Hi, I am working on small RNA-seq data and want to identify differentially expressed miRNAs. I know how to do it with DESeq2 and I have got 8 miRNAs as differentially expressed. But I have seen that some authors also do background correction (BC) before applying DESeq2 on raw count data. Background correction is an approach in which those miRNAs are filtered whose sum of counts are less than specified threshold (let's say 5). This reduce the variance in the data and remove all those miRNAs with very poor expression value. Now, when I apply background correction, I am getting different results (in new result, some miRNAs are common with deseq2 result without BC and some are different).
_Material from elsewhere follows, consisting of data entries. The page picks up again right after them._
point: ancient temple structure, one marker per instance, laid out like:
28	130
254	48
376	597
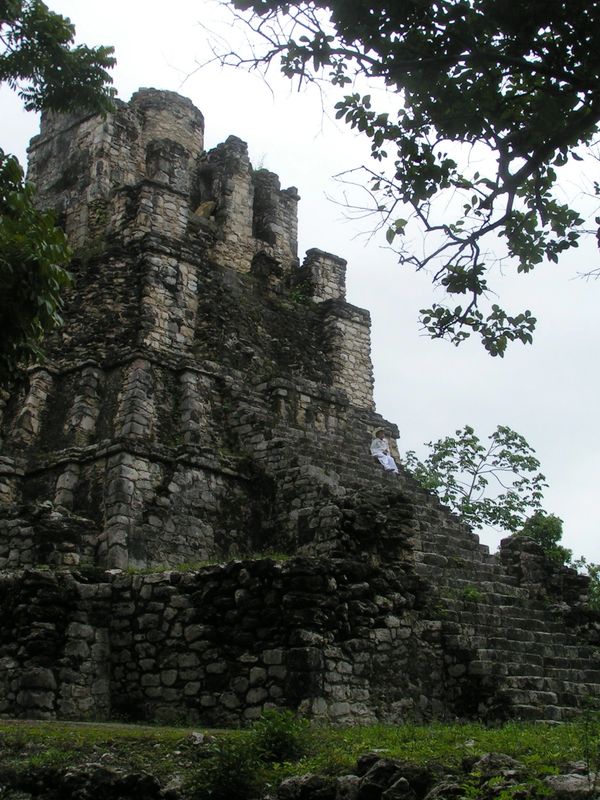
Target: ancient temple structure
191	527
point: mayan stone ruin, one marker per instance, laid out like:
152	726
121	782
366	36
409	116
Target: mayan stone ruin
191	525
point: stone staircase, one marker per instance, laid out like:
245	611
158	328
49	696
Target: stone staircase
519	656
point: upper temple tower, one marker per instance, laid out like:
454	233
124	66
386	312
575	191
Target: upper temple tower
196	352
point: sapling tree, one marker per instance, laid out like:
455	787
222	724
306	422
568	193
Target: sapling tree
39	60
496	483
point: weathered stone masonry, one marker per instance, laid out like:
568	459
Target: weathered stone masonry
210	399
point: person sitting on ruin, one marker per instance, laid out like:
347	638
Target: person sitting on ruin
380	449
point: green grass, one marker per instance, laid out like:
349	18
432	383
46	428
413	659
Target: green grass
193	566
165	751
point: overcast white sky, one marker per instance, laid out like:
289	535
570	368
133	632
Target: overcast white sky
548	392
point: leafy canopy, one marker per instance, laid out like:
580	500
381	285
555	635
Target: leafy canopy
497	483
493	98
546	530
39	61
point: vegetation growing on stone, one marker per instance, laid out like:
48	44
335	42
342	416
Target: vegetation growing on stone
39	61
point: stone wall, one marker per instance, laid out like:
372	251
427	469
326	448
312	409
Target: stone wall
218	646
210	401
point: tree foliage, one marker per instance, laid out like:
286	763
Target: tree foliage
493	98
38	60
546	530
497	483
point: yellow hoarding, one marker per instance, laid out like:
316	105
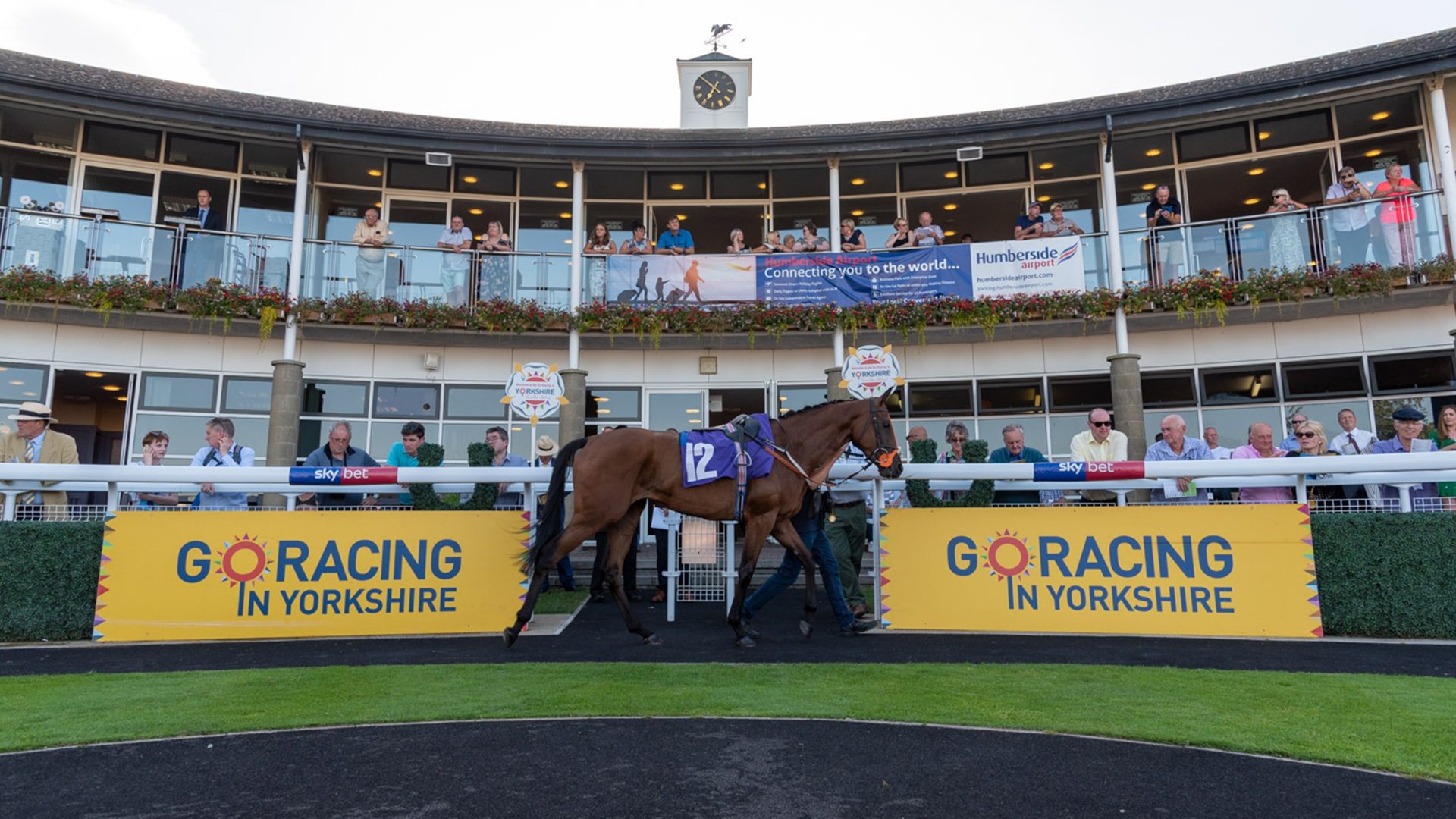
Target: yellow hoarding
229	576
1178	570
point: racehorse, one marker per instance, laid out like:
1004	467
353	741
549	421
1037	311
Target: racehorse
615	477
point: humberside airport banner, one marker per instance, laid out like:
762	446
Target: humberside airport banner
983	268
246	575
1172	570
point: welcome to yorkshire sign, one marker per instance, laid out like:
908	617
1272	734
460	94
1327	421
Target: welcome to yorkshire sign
246	575
1226	572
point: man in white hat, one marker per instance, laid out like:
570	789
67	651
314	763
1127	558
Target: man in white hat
546	449
34	442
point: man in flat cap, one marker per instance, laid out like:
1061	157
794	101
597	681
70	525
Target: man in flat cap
1408	425
34	442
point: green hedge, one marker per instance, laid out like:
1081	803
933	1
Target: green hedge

My question is which result I should trust and consider for downstream analysis and is BC really necessary before applying DESeq2 analysis in small RNA-seq data.

Thanks.

deseq2 cancer • 299 views
0
Entering edit mode
@mikelove
Last seen 12 hours ago
United States

I don't have a great answer for you. Obviously you may have removed some of the miRNA with lower counts. Why don't you look at these by eye using plotCounts to see if you think it's better to have removed these or not?

0
Entering edit mode

Thanks Michal for your response. As we know that small RNA-seq counts data is very heterogeneous. So, it is highly possible to have some miRNAs with poor counts and some miRNAs with very high counts. If majority of counts data is either sparse or have poor counts then its different. In my case, I found that out of 980 miRNAs, I have left around 700 miRNAs after BC. Ideally, differentially expressed miRNAs should be same irrespective of dispersion present in count matrix or whether miRNAs with poor counts are present or removed. Then why results are changed after BC. It must be the same as without BC. Isn't it?

0
Entering edit mode

The results will change when you add or remove features because of all the parameters that are estimated using all features. So this isn’t surprising or a sign of something wrong. I’d recommend looking at some of the counts like I suggested above.